Tujuan utama pertanian organik untuk menyediakan produk-produk pertanian, terutama bahan pangan yang aman bagi kesehatan produsen dan konsumennya serta tidak merusak lingkungan. Gaya hidup sehat demikian telah melembaga secara internasional yang mensyaratkan jaminan bahwa produk pertanian harus beratribut aman dikonsumsi (food safety attributes), kandungan nutrisi tinggi (nutritional attributes) dan ramah lingkungan (eco-labelling attributes).
Preferensi konsumen seperti ini menyebabkan permintaan produk pertanian organik dunia meningkat pesat.
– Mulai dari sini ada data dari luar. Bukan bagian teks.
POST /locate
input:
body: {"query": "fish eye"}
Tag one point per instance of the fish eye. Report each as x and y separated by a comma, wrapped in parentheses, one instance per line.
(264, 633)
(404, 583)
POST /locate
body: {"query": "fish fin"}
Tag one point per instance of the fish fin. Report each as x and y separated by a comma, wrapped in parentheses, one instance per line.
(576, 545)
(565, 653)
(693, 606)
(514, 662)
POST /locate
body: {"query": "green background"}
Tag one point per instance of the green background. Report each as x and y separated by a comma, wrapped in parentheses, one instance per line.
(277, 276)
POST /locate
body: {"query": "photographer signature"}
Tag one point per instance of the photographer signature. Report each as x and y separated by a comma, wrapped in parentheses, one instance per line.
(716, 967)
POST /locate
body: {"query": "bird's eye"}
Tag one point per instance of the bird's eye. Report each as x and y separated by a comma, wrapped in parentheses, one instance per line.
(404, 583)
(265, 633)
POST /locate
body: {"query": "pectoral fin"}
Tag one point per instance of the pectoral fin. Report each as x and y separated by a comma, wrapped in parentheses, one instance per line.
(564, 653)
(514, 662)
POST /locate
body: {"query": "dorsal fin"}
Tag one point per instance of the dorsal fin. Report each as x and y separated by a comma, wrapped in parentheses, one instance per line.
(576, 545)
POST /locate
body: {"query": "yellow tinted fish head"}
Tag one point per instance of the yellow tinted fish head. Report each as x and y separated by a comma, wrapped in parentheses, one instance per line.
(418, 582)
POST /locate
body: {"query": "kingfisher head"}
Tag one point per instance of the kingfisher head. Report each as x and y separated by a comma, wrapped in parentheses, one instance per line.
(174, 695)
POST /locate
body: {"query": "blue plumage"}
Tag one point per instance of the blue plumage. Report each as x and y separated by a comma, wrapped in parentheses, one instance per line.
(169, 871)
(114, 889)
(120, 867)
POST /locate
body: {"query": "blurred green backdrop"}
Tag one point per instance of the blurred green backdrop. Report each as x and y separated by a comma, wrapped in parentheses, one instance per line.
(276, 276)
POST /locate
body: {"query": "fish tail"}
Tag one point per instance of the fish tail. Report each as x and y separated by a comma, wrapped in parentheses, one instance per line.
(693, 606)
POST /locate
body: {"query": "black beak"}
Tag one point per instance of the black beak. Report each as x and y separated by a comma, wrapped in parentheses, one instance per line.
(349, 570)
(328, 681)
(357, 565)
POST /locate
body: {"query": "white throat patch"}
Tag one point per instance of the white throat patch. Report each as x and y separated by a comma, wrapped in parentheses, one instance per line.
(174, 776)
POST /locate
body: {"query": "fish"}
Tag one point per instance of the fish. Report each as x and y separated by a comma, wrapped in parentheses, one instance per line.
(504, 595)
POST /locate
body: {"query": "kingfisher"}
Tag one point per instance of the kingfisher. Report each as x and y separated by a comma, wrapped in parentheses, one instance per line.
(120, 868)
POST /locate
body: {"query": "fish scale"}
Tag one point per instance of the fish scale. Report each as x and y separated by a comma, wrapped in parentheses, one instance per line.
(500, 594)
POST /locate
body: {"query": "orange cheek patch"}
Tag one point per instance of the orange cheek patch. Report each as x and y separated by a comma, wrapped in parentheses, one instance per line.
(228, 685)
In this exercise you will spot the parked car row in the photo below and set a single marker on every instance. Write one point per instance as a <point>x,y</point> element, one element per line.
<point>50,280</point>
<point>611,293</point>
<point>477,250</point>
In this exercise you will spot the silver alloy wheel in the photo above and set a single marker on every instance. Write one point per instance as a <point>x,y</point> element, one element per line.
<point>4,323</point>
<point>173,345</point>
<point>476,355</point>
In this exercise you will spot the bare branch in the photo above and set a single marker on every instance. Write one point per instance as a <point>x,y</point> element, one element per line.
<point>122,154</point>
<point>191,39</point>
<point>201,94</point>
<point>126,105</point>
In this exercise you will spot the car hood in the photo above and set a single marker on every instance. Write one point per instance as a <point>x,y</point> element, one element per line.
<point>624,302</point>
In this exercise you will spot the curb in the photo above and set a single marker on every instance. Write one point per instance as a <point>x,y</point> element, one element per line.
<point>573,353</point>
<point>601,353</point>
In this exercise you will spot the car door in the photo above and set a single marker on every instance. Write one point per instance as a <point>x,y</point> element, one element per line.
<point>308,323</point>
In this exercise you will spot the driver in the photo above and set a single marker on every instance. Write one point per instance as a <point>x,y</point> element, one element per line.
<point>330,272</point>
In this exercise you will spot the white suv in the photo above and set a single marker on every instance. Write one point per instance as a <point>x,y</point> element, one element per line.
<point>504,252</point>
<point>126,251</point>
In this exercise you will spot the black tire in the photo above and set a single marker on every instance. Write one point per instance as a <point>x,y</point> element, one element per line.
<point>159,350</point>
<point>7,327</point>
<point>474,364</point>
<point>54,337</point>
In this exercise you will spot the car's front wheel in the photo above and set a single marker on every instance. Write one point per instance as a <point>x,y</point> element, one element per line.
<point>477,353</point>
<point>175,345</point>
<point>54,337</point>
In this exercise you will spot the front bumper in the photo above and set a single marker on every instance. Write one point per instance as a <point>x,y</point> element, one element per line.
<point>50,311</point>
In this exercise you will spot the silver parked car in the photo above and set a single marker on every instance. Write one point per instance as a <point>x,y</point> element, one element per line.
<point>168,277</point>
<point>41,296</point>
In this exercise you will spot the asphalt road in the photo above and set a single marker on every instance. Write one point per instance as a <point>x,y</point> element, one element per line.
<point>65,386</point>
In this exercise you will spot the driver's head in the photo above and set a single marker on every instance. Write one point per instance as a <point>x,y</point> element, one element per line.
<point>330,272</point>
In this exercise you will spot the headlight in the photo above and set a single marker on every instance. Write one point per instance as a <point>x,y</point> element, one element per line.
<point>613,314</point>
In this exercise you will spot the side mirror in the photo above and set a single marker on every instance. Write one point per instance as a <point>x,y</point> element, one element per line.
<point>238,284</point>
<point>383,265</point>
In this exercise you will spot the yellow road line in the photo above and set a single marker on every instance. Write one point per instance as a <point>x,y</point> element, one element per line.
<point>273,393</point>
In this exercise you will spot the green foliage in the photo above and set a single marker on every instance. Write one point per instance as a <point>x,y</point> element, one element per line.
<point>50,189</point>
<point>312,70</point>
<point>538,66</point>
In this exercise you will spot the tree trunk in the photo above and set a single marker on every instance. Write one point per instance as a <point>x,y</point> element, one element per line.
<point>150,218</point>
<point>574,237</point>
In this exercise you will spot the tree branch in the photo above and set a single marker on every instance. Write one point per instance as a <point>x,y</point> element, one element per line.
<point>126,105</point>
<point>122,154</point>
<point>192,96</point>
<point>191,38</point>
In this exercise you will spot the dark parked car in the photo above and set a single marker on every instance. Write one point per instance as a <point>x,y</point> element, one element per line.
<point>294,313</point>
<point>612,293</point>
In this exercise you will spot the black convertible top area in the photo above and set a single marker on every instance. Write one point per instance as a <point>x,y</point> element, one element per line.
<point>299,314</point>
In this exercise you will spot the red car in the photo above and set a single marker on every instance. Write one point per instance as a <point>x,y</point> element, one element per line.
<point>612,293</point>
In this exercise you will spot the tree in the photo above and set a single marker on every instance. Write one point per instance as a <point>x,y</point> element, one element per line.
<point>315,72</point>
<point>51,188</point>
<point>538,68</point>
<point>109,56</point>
Indonesia memiliki kekayaan sumberdaya hayati tropika yang unik, kelimpahan sinar matahari, air dan tanah, serta budaya masyarakat yang menghormati alam, potensi pertanian organik sangat besar.
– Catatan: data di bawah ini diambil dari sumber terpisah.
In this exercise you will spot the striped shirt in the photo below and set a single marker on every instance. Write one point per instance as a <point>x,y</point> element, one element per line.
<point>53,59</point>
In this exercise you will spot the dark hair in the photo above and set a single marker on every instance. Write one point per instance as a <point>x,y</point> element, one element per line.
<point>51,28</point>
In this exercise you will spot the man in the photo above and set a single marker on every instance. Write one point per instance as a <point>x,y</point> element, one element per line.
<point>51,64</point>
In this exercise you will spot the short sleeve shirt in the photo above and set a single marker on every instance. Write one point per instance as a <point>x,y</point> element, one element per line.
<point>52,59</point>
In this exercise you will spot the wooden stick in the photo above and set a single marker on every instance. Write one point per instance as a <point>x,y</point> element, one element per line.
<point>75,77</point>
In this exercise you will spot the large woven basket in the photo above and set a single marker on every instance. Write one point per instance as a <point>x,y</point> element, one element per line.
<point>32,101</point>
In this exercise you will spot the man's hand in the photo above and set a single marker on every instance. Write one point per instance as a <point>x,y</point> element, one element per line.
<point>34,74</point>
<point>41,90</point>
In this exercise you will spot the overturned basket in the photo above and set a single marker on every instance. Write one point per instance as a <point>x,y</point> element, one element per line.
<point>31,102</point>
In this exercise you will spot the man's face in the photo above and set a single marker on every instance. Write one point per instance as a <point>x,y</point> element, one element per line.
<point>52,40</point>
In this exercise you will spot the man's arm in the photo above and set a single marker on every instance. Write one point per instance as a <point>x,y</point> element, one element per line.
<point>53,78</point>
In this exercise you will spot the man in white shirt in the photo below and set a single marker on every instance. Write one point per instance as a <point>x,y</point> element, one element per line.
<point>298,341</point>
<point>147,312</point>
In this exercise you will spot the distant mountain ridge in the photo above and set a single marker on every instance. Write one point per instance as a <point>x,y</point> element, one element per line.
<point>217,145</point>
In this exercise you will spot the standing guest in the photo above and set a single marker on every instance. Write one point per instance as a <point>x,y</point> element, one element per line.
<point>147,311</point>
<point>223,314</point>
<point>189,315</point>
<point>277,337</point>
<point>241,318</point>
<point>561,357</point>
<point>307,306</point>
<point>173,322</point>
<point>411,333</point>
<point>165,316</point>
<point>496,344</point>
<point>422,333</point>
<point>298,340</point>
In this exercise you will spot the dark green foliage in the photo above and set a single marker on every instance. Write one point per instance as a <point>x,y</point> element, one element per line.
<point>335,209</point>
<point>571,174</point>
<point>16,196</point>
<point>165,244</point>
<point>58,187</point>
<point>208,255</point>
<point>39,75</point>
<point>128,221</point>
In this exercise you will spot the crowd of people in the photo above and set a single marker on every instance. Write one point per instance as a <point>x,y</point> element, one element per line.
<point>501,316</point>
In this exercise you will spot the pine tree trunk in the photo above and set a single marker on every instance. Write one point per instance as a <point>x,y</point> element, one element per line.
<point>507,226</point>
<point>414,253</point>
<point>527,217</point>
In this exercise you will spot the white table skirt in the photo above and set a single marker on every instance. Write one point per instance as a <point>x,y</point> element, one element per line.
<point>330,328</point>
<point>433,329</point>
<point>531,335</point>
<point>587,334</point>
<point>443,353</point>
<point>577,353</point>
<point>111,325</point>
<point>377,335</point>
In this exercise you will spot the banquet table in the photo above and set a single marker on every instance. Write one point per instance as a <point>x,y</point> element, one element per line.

Pasar produk pertanian organik dunia meningkat 20% per tahun, oleh karena itu pengembangan budidaya pertanian organik perlu diprioritaskan pada tanaman bernilai ekonomis tinggi untuk memenuhi kebutuhan pasar domestik dan ekspor.
Luas lahan yang tersedia untuk pertanian organik di Indonesia sangat besar. Dari 75,5 juta ha lahan yang dapat digunakan untuk usaha pertanian, baru sekitar 25,7 juta ha yang telah diolah untuk sawah dan perkebunan (BPS, 2000). Pertanian organik menuntut agar lahan yang digunakan tidak atau belum tercemar oleh bahan kimia dan mempunyai aksesibilitas yang baik.
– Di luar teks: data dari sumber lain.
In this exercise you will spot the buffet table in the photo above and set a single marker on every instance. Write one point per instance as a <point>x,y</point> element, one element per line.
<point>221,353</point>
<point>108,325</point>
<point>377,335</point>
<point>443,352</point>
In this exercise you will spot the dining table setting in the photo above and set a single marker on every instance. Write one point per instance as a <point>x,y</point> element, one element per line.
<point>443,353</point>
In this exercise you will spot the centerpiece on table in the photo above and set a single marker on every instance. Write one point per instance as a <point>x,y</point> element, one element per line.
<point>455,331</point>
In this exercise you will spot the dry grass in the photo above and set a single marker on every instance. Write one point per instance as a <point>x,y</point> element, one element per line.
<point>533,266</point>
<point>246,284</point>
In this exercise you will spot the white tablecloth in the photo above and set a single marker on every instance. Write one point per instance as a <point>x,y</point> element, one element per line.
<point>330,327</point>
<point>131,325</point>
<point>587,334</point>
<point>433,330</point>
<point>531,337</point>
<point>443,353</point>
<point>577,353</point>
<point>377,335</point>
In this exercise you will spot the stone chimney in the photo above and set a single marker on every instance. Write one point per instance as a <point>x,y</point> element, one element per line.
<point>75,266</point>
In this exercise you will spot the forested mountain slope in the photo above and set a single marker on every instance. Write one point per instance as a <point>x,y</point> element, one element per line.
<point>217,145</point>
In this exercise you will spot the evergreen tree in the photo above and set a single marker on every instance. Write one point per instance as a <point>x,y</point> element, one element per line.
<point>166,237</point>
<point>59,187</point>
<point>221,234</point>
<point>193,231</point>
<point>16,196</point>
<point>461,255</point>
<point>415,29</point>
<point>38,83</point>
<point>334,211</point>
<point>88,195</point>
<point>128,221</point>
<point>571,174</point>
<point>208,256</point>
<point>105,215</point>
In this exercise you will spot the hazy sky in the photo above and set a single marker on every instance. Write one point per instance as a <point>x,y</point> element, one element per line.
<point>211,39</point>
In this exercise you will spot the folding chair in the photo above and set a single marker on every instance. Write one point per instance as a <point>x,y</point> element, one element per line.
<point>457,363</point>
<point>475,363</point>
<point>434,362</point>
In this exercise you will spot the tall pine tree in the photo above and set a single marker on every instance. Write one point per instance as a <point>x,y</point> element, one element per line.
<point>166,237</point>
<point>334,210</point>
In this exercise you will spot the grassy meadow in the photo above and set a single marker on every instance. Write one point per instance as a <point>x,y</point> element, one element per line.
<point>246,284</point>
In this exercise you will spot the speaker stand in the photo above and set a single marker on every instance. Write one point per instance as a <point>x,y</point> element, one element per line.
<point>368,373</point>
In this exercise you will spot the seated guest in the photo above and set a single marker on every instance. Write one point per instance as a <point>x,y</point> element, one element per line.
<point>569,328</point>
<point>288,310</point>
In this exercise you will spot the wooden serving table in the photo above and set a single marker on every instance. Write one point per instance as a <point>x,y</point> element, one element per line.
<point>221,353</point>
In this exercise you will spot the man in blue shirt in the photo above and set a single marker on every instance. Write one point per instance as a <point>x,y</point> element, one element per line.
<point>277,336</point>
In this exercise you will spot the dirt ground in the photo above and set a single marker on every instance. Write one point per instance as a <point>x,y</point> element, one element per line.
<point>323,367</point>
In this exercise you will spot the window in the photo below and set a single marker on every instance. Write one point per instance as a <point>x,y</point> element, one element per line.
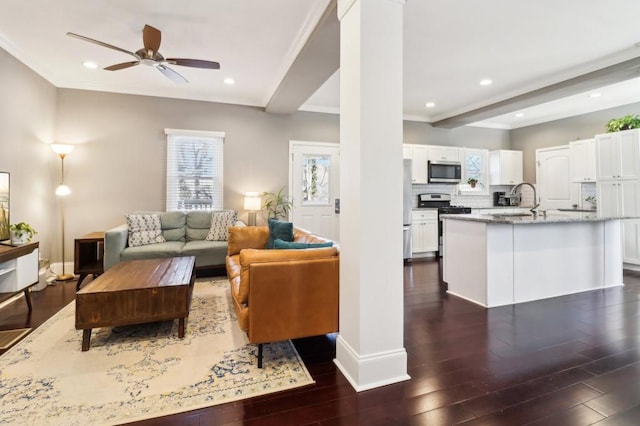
<point>474,171</point>
<point>194,170</point>
<point>315,179</point>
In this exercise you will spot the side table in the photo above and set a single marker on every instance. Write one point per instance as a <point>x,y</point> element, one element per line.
<point>88,256</point>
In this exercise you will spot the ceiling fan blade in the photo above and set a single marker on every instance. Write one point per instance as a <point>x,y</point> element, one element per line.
<point>196,63</point>
<point>171,74</point>
<point>151,38</point>
<point>121,66</point>
<point>103,44</point>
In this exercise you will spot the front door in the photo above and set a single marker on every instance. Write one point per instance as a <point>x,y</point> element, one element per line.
<point>555,189</point>
<point>314,179</point>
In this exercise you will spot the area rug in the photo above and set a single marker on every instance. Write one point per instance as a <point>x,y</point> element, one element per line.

Kualitas dan luasan menjadi pertimbangan dalam pemilihan lahan. Lahan yang belum tercemar adalah lahan yang belum diusahakan, tetapi secara umum lahan demikian kurang subur. Lahan yang subur umumnya telah diusahakan secara intensif dengan menggunakan bahan pupuk dan pestisida kimia. Menggunakan lahan seperti ini memerlukan masa konversi cukup lama, yaitu sekitar 2 tahun.
Volume produk pertanian organik mencapai 5-7% dari total produk pertanian yang diperdagangkan di pasar internasional. Sebagian besar dipasok (supply) oleh negara-negara maju yang telah memiliki kesadaran organik tinggi seperti Australia, Amerika dan Eropa. Di Asia, pasar produk pertanian organik lebih banyak didominasi oleh negara-negara timur jauh seperti Jepang, Taiwan dan Korea.
Hal ini juga disebabkan oleh luas lahan (areal) tanam pertanian organik terluas juga terdapat di Australia dan Oceania, yaitu sekitar 7,7 juta hektar (Ha). Benua Eropa, Amerika Latin dan Amerika Utara masing-masing memiliki luas lahan sekitar 4,2 juta; 3,7 juta dan 1,3 juta hektar. Sedangkan luas lahan tanam komoditas pertanian organik di Asia dan Afrika masih relatif rendah yaitu sekitar 0,09 juta dan 0,06 juta hektar.
Komoditas organik yang mendominasi diperdagangkan di pasar internasional, yaitu sayuran, kopi dan teh di samping produk peternakan. Namun, potensi pasar produk pertanian organik di dalam negeri masih sangat kecil, hanya terbatas pada masyarakat menengah ke atas.
Berbagai kendala yang dihadapi antara lain: 1) belum ada subsidi dan insentif terkait harga yang memadai bagi para petani dan sektor pertanian organik, 2) kemapanan dalam budidaya non organik membuat pengembangan produksi terhambat karena harus memilih lahan yang benar-benar steril dari bahan agrokimia, 3) konsumsi pasar didalam negeri masih terbatas sehingga petani enggan memproduksi komoditas tersebut, sementara potensi ekspor terkendala oleh standar dan prosedur sertifikasi.
Permasalahan yang berkaitan dengan sarana produksi pertanian organik antara lain: 1) belum tersedianya kapasitas pupuk kompos/pupuk organik yang memadai. 2) pupuk organik digunakan pada pertanian organik untuk memperkaya hara dalam tanah dan menyehatkan tanaman serta memperkecil unsur basa yang berpengaruh.
3) dukungan teknologi tepat guna yang masih terbatas sehingga proses produksi pertanian organik belum efektif dan efisien. 4) proses dan mekanisme sertifikasi pertanian organik dalam negeri yang mengacu pada SNI 6729:2013 tidak dapat dijangkau para petani maupun sertifikasi yang diwajibkan oleh negara-negara tujuan ekspor.